Starting point is 00:07:56 It's so quick and easy to use, it's inevitable, and it competes with the people behind that work. Now, creators argue this training is illegal. The legal framework of copyright affords creators the exclusive right to authorize copies of their work, and AI training involves copying. Here in the US, many AI companies argue that training AI falls under the fair use copyright exception, which allows unlicensed copying in a limited set of circumstances such as creating parodies of a work. Creators and rights holders strongly disagree saying there's no way this narrow exception can be used to legitimize the mass exploitation of creative work to create automated

Starting point is 00:08:41 competitors to that work and for the the record, I entirely agree. Of course, this question is previously untested in the courts, and there are currently around 30 ongoing lawsuits brought by rights holders against AI companies, which will help to address this question. But this will take time, and creators are suffering from what they see as unjust competition right now. So they propose a solution that has been used and worked before. Licensing.

Starting point is 00:09:12 If a commercial entity wants to use copyrighted work, be it for merchandise manufacturing or building a streaming service, they license that work. Now, AI companies have a bunch of reasons why this shouldn't apply to them. There's the fair use legal exception that I've already mentioned. There's also the argument that since humans can train on copyrighted work without a license, AI should be allowed to too. But this is a very hard claim to justify.

Starting point is 00:09:42 Artists have been learning from each other for centuries. When you create, you expect other people to learn from you. You learn from a range of sources, from other art to textbooks to taking lessons, much of this you or someone else paid for, supporting the entire ecosystem. In generative AI, commercial entities valued at millions or billions of dollars scrape as much content as they can, often against creators' will, without payment, making multiple copies along the way,

Starting point is 00:10:11 which are subject to copyright law, to create a highly scalable competitor to what they're copying. So scalable, in fact, that there are AI image generators, estimated to be making 2.5 million images a day, and AI song generators, outputting 10 songs a second. To argue that human learning and AI training are the same and should be treated the same is preposterous. AI companies also argue that licensing their training data

Starting point is 00:10:37 would be impractical. They use so much training data, they say, that individual payments to each creator behind the data would be small. But this is true of many content licensing markets. Creators still want to get paid, even if the payments are small. AI companies also argue that they simply use too much data for licensing to even be feasible. But this is harder and harder to believe in a world in which there is such a range of data sets that you can access with permission. You can license data from media companies.

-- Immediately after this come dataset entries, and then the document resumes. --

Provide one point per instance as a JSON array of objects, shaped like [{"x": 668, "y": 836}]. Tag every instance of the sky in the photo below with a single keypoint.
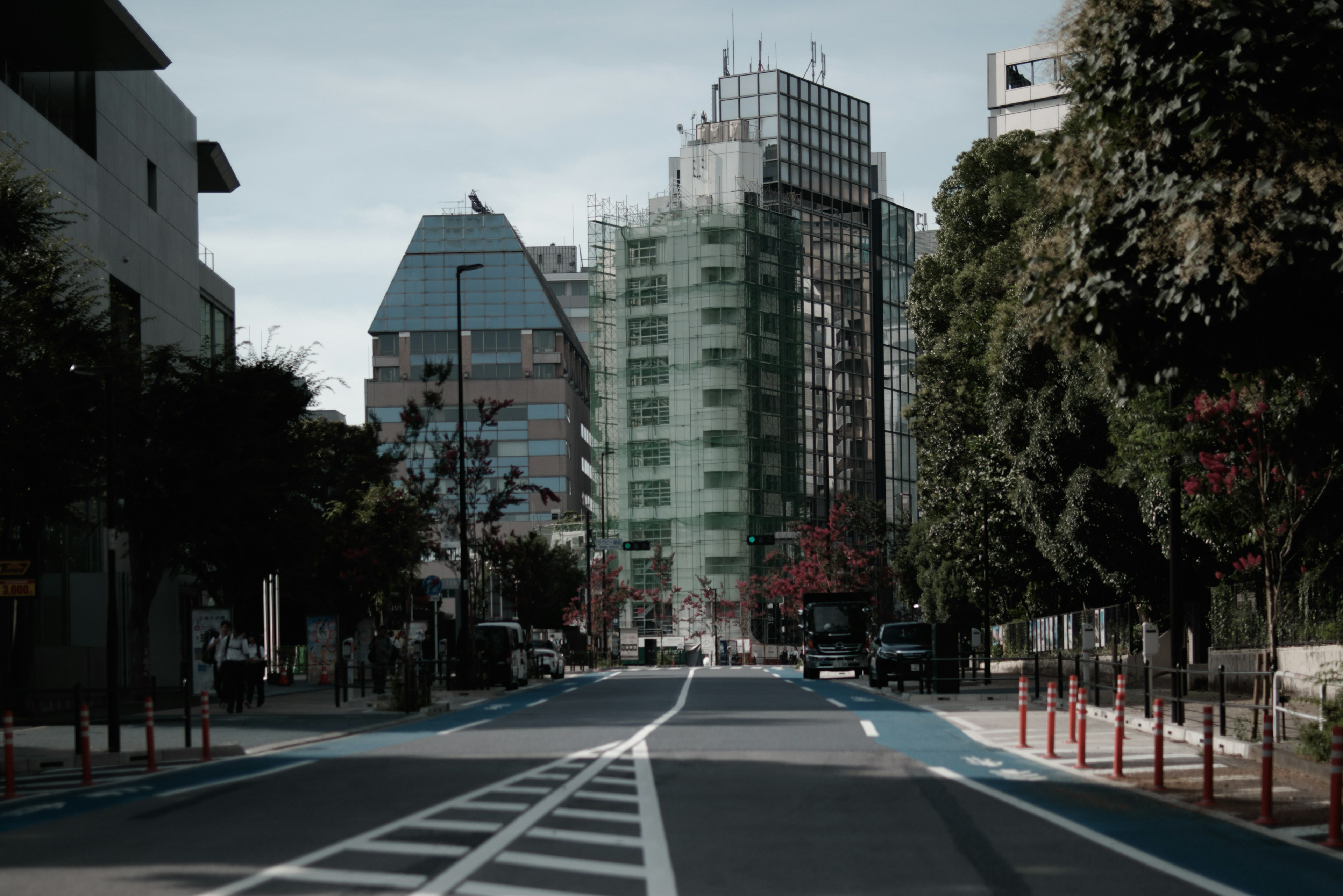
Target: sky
[{"x": 347, "y": 121}]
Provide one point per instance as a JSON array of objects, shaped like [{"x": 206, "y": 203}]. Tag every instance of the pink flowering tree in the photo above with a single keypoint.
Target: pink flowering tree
[{"x": 1259, "y": 476}]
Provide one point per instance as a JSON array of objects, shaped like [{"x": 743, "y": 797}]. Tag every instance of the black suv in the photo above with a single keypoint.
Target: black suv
[{"x": 903, "y": 651}]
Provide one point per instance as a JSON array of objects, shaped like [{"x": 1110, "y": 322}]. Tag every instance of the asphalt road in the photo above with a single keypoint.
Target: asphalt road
[{"x": 730, "y": 781}]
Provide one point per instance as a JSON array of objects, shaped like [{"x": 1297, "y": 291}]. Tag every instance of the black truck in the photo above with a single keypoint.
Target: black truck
[{"x": 834, "y": 626}]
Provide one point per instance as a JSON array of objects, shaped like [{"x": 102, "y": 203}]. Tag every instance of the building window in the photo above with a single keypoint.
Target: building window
[
  {"x": 722, "y": 479},
  {"x": 649, "y": 371},
  {"x": 648, "y": 331},
  {"x": 217, "y": 330},
  {"x": 651, "y": 494},
  {"x": 644, "y": 252},
  {"x": 651, "y": 411},
  {"x": 646, "y": 291},
  {"x": 430, "y": 343},
  {"x": 655, "y": 453},
  {"x": 496, "y": 371},
  {"x": 713, "y": 316},
  {"x": 497, "y": 341},
  {"x": 723, "y": 398}
]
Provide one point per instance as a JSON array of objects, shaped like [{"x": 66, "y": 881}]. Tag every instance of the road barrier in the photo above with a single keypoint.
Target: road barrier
[
  {"x": 84, "y": 745},
  {"x": 1118, "y": 766},
  {"x": 1335, "y": 837},
  {"x": 1082, "y": 727},
  {"x": 1267, "y": 781},
  {"x": 1051, "y": 711},
  {"x": 1072, "y": 710},
  {"x": 1021, "y": 712},
  {"x": 1159, "y": 746},
  {"x": 8, "y": 754},
  {"x": 152, "y": 762},
  {"x": 1208, "y": 759},
  {"x": 205, "y": 726}
]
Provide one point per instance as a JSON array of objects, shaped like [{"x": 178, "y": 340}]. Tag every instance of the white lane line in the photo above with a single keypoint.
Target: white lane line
[
  {"x": 483, "y": 888},
  {"x": 613, "y": 798},
  {"x": 487, "y": 852},
  {"x": 382, "y": 880},
  {"x": 407, "y": 848},
  {"x": 579, "y": 866},
  {"x": 1087, "y": 833},
  {"x": 235, "y": 778},
  {"x": 453, "y": 824},
  {"x": 597, "y": 815},
  {"x": 586, "y": 837}
]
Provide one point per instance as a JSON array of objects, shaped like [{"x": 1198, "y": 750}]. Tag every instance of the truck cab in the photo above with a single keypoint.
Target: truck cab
[{"x": 834, "y": 628}]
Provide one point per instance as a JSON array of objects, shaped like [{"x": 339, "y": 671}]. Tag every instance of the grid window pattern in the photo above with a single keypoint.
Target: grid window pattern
[
  {"x": 648, "y": 331},
  {"x": 651, "y": 494},
  {"x": 652, "y": 453},
  {"x": 651, "y": 411},
  {"x": 649, "y": 371},
  {"x": 644, "y": 252},
  {"x": 646, "y": 291}
]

Starting point is 00:11:09 There have been 27 major deals between AI companies and rights holders in the last year alone and that's to say nothing of the smaller ones that don't get reported. There are marketplaces of training data where you can get more data. You can expand this with data that's in the public domain, that is, in which no copyright exists, like the 500 billion word data set Common Corpus. You can expand this further with synthetic data, that is, data that's created itself by an AI model in which usually

Starting point is 00:11:38 no copyright exists. So there are multiple options available to you if you want to build your model without infringing copyright. But the strongest evidence that it's possible to license all your data is that there are multiple companies doing it already. I know because I've done it myself. I've worked in what we now call Generative AI for over a decade, and last September my team at Stability AI released an AI music model that trained on licensed music. A number of other companies have done the same thing, and I founded Fairly Trained in order to highlight this fact and these companies. Fairly Trained is a non-profit that certifies generative AI companies that don't train on copyrighted work without a license.

Starting point is 00:12:26 We launched in January of this year and we've already certified 18 companies. Now these companies take a variety of approaches to licensing their training data. We have an AI voice model that's trained on individual voices it's licensed. We have an AI music model that's licensed more than 40 music catalogs. We have a large language model that's trained only on data in the public domain, mostly from government documents and records. We have companies who have paid upfront fees for their data.

Starting point is 00:12:55 We have companies who share their revenue with their data providers. There is no one answer to the exact specifics of how one of these licensing deals has to work. The beauty of licensing is that the two parties can come together and figure out what works for them. And this is happening more and more. Now you will hear that a requirement to license training data somehow stifles innovation.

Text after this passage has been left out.